Normal lower urinary tract (LUT) function requires coordination between the bladder and the external urethral sphincter (EUS). Phasic EUS relaxation during bladder contractions, necessary for efficient voiding in rats, is lost initially after complete spinal cord transection (txSCI), but re-emerges chronically in some rats. The bladder becomes hypertrophied and hyperreflexic after initial areflexia. Bladder afferent neurons become hypertrophied and terminals of sensory afferents extend deeper into the dorsal horn in the lumbosacral cord. While most spinal cord injury (SCI) patients suffer from incomplete SCI, there have been few studies on LUT function after a clinically relevant incomplete contusive SCI (iSCI). Thus, I compared LUT function between iSCI and txSCI rats, hypothesizing that iSCI rats would exhibit better LUT function than txSCI rats due to spared supraspinal connections. Urodynamic assessments were performed in awake rats, as anesthesia can adversely affect micturition. As expected, iSCI rats were less impaired in some aspects of LUT function (bladder weight, contraction duration and voiding pressure). However, some rats in both injury groups were surprisingly normal in terms of exhibiting phasic EUS relaxation (Phasic rats) and high voiding efficiencies. Other rats exhibited only tonic EUS activity (Tonic rats) and low voiding efficiencies.
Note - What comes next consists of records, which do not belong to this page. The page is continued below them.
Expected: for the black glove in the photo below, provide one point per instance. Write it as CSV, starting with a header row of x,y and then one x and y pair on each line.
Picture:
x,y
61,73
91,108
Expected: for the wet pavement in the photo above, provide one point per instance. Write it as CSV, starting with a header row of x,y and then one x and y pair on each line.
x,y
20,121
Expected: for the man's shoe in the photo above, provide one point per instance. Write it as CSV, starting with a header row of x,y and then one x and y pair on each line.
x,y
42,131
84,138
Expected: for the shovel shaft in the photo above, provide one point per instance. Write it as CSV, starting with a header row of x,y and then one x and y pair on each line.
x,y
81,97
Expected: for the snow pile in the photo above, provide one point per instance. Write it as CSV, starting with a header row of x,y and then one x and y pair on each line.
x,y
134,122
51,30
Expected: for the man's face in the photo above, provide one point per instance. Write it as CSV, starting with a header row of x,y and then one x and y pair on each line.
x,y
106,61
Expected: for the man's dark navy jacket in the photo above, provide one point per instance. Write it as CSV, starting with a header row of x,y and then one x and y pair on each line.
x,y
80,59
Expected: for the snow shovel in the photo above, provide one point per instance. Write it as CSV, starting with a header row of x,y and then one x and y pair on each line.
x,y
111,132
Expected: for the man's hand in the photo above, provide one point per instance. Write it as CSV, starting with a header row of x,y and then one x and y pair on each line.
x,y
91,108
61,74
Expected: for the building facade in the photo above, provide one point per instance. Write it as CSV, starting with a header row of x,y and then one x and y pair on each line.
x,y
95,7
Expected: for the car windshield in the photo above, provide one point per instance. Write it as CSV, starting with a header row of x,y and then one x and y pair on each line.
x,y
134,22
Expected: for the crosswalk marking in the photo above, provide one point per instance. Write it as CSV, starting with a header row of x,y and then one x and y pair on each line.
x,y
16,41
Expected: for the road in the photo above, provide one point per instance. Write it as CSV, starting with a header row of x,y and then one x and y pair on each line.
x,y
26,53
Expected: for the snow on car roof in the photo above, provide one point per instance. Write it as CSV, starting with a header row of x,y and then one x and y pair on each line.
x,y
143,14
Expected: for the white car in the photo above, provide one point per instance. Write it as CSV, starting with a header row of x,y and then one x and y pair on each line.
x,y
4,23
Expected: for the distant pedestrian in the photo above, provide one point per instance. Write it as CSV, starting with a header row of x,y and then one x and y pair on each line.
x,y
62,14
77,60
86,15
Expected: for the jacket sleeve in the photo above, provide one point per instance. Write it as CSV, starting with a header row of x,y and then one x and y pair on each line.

Further, retrogradely traced bladder afferent neurons had increased soma size and the distribution of sensory afferent terminals in the L6-S1 dorsal horns was expanded after both iSCI and txSCI. Immunoreactivity for descending monoaminergic pathways was absent after txSCI. Serotonin immunoreactivity was decreased initially after iSCI but partially returned chronically. However, there were no differences between Phasic and Tonic iSCI rats in terms of distal plasticity in lumbosacral cord, suggesting that plasticity in serotonin and sensory afferents may not play a key role in the recovery of phasic EUS activity after ISCI. Instead, alterations in local circuitry, such as central pattern generators, may be more important for the recovery of this specific aspect of LUT function. Finally, 8-OHDPAT, a 5HT1a receptor agonist, improved LUT function in iSCI and txSCI rats by easing bladder-EUS dyssynergia although it did not elicit phasic EUS relaxation, suggesting that therapeutic targets other than increasing EUS relaxation time should be considered.